In any case, I should probably tell you why I chose these cookies, since this category of cookie-ness generally does not excite me. Brett and I spent this weekend up in Big Bear with a group of new friends and we were responsible for dinner on Sunday night. We chose roasted vegetable tacos with a huge variety of Mexican-themed elements, and needed something fairly simple and crowd-pleasing to go along with it. Here was my train of thought:
1. Need something easy that people are likely to like (nothing weird)
2. Need something that goes reasonably well with Mexican food
3. Need something that would be easy to make in an unknown kitchen with unknown inventory of equipment/tools (foreshadow alert) and has ingredients I can easily pack and bring with us
4. Need something to go with a large variety of after-dinner drinks, be it tea/coffee/hot chocolate or something more along the lines of hello, you’re going to a cabin in the woods with a bunch of friends, you’re not going to be drinking tea/coffee/hot chocolate after dinner
5. Should pick something from one of our dessert-themed cookbooks to knock another off the list
1+2+3+4+5+6 = big, chewy snickerdoodles. I chose a recipe out of Great Cookies, which my Gram gave to me a few years ago and that has so far served me pretty well. But I amended it a bit, including two techniques from the NYTimes chocolate chip cookie recipe – to chill the dough for 36 hours before baking and to incorporate some cake flour along with normal all-purpose.
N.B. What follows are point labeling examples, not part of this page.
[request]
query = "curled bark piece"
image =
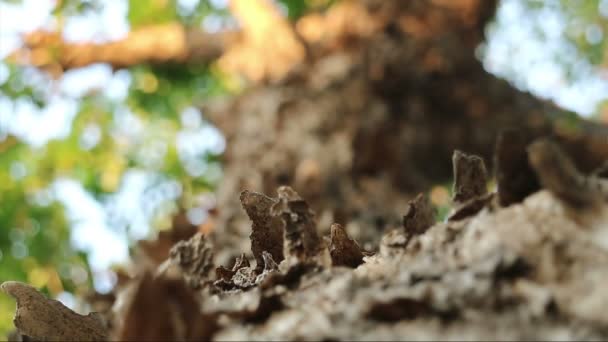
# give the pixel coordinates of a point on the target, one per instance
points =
(266, 235)
(419, 216)
(471, 207)
(269, 263)
(195, 259)
(558, 174)
(515, 178)
(301, 235)
(470, 177)
(344, 251)
(44, 319)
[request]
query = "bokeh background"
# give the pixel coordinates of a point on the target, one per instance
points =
(94, 159)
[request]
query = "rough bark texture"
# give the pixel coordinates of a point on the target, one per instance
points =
(374, 115)
(367, 122)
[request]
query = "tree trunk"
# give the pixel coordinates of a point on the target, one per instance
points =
(374, 118)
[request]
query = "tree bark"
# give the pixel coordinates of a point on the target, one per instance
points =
(374, 117)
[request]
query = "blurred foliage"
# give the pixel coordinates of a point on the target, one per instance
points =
(108, 137)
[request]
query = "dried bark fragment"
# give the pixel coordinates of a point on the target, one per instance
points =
(242, 276)
(159, 309)
(558, 174)
(302, 240)
(471, 207)
(470, 177)
(344, 251)
(43, 319)
(419, 216)
(515, 178)
(266, 235)
(194, 257)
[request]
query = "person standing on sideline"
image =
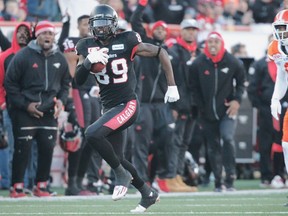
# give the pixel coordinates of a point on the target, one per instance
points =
(117, 93)
(155, 124)
(21, 37)
(183, 53)
(36, 83)
(277, 51)
(217, 84)
(262, 77)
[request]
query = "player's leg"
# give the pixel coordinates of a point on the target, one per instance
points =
(113, 121)
(149, 195)
(285, 140)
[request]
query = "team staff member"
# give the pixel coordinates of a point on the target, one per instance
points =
(183, 53)
(37, 83)
(117, 93)
(212, 77)
(155, 122)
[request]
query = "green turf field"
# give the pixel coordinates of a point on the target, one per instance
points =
(263, 202)
(249, 199)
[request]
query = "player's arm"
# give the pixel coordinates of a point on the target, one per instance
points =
(280, 89)
(84, 64)
(150, 50)
(72, 59)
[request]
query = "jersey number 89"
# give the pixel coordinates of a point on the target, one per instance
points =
(119, 68)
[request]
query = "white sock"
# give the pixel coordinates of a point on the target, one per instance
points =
(285, 153)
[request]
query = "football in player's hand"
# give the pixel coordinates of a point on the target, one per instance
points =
(97, 67)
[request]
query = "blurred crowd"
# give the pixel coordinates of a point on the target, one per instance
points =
(193, 17)
(208, 12)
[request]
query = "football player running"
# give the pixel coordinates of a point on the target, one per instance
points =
(278, 52)
(120, 104)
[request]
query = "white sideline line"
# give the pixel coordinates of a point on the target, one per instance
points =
(149, 213)
(107, 197)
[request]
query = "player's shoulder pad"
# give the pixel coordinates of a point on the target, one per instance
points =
(273, 50)
(82, 45)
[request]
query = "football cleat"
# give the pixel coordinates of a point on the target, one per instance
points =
(146, 202)
(119, 192)
(17, 191)
(120, 189)
(41, 190)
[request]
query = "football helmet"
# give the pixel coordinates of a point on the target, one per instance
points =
(280, 27)
(70, 137)
(103, 22)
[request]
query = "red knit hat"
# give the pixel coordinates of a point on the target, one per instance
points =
(44, 26)
(159, 23)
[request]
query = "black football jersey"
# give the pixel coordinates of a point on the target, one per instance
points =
(117, 80)
(69, 45)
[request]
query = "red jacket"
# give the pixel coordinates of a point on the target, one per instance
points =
(15, 47)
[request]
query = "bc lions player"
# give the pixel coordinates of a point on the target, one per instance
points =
(117, 83)
(278, 51)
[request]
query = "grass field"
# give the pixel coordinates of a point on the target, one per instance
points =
(247, 200)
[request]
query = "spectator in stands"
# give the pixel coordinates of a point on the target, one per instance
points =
(35, 102)
(206, 15)
(239, 50)
(264, 11)
(173, 11)
(130, 7)
(12, 9)
(217, 84)
(38, 10)
(243, 15)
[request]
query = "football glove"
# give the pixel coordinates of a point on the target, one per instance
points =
(275, 108)
(143, 2)
(98, 56)
(172, 94)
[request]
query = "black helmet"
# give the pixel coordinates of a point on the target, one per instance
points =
(103, 21)
(70, 137)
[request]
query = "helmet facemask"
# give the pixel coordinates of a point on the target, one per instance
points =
(104, 22)
(280, 31)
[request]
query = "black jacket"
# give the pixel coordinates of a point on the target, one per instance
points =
(152, 77)
(261, 84)
(181, 61)
(32, 77)
(213, 84)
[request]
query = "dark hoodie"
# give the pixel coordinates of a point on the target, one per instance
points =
(152, 84)
(211, 80)
(5, 58)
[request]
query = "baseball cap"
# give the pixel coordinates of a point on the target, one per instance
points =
(123, 25)
(43, 26)
(159, 23)
(189, 23)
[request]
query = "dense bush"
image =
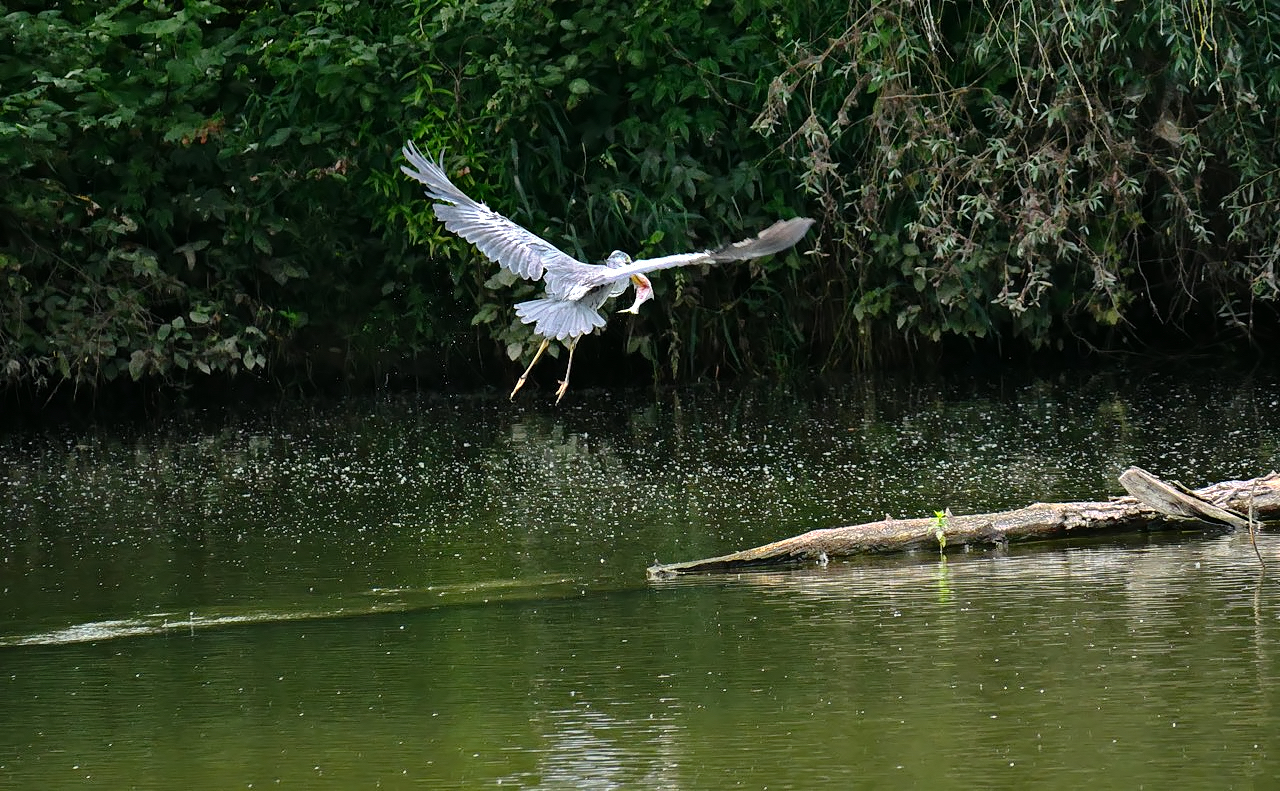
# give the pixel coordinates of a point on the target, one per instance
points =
(204, 188)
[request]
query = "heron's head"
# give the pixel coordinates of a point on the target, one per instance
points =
(644, 292)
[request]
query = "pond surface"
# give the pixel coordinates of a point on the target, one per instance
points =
(449, 593)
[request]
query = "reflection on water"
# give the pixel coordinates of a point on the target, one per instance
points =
(449, 593)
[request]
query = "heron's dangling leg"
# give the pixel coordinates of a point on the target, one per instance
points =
(560, 393)
(520, 383)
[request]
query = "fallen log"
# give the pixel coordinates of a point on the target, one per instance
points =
(1151, 503)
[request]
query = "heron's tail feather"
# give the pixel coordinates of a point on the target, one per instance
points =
(775, 238)
(560, 319)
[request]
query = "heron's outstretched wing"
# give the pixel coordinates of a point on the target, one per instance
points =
(574, 279)
(493, 234)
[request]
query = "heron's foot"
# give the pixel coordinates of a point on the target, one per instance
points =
(520, 383)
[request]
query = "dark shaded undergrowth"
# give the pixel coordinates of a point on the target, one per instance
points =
(193, 192)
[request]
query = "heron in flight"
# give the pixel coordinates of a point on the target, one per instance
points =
(575, 292)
HOWEVER: I would suggest that when you want to bake cookies in an unknown kitchen, FOR THE LOVE OF GOD make sure they have an electric mixer or bring your own. Because the last thing you’ll want to do on a Saturday morning (which is when you’d need to make this dough for Sunday night cookies) is cream butter by hand with a plastic spoon. See how, below, the recipe says cream for 6 MINUTES? HA! I laugh at that six measly minutes. Because I creamed this butter for what felt like an infinite expanse of minutes, so long I attended my great-great-grandchild’s 124th birthday party. And then I added the sugar and did it all again.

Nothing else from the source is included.